The Tokyo National Stadium held the Seiko Golden Grand Prix yesterday ©Getty Images

Japan National Stadium, which will stage athletics and the Opening and Closing Ceremonies at Tokyo 2020, has held its first event since the COVID-19 pandemic, with Japan's top athletes competing at the Seiko Golden Grand Prix yesterday.

The upgraded venue, which opened again in December 2019, was due to host the Paralympic Opening Ceremony tomorrow before the Games were postponed until 2021 because of the pandemic.

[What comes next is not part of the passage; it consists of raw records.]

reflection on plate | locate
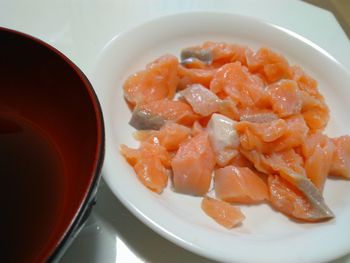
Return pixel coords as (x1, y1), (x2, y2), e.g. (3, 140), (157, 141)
(93, 13), (350, 262)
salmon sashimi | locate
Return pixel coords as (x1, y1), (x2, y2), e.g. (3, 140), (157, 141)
(120, 41), (350, 228)
(123, 55), (178, 105)
(265, 150), (334, 220)
(268, 175), (329, 222)
(207, 113), (239, 166)
(210, 62), (263, 106)
(130, 99), (200, 129)
(134, 122), (192, 151)
(330, 135), (350, 179)
(171, 132), (215, 195)
(290, 66), (324, 100)
(246, 47), (291, 83)
(180, 84), (220, 116)
(301, 91), (329, 130)
(181, 41), (248, 67)
(214, 166), (268, 204)
(302, 131), (335, 191)
(134, 157), (170, 193)
(202, 196), (245, 229)
(120, 142), (170, 193)
(236, 115), (309, 153)
(177, 65), (217, 90)
(235, 119), (288, 142)
(267, 80), (302, 117)
(227, 151), (254, 169)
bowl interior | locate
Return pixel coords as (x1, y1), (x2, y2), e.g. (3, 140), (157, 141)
(0, 29), (103, 262)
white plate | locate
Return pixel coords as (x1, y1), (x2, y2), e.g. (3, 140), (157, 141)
(92, 13), (350, 262)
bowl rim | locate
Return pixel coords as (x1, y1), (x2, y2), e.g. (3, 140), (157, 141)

The televised athletics meeting was held behind closed doors, with only athletes and a select group of journalists and officials in attendance.

Restrictions on spectators at live events have been eased in recent months in Japan, with up to 5,000 allowed to watch football and baseball matches, but organisers deemed it safest not to allow fans entry to Japan National Stadium.

Athletes competing included Yoshihide Kiryū, who won silver with the Japanese team in the 4x100 metres relay at the Rio 2016 Olympics.

Nozomi Tanaka, right, won the women's 1,500m race ©Getty Images
Nozomi Tanaka, right, won the women's 1,500m race ©Getty Images

In the men's 100m, the headline event of the meeting, Kiryū clocked a time of 10.14 seconds to edge out Aska Cambridge.

All of the leading men's Japanese sprinters were in attendance - with the exception of national record holder, Abdul Hakim Sani Brown.

The meeting was part of World Athletics' Continental Tour Gold and was largely limited to Japanese athletes, plus some foreign competitors based in the nation.

Ryota Yamagata, the fourth-fastest Japanese athlete of all time and also a member of the silver medal-winning relay team at Rio 2016, returned to action after 15 months out with a punctured lung and torn ankle ligament.

Another highlight was Nozomi Tanaka running a new national record in the women's 1,500m - clocking 4min 5.27sec.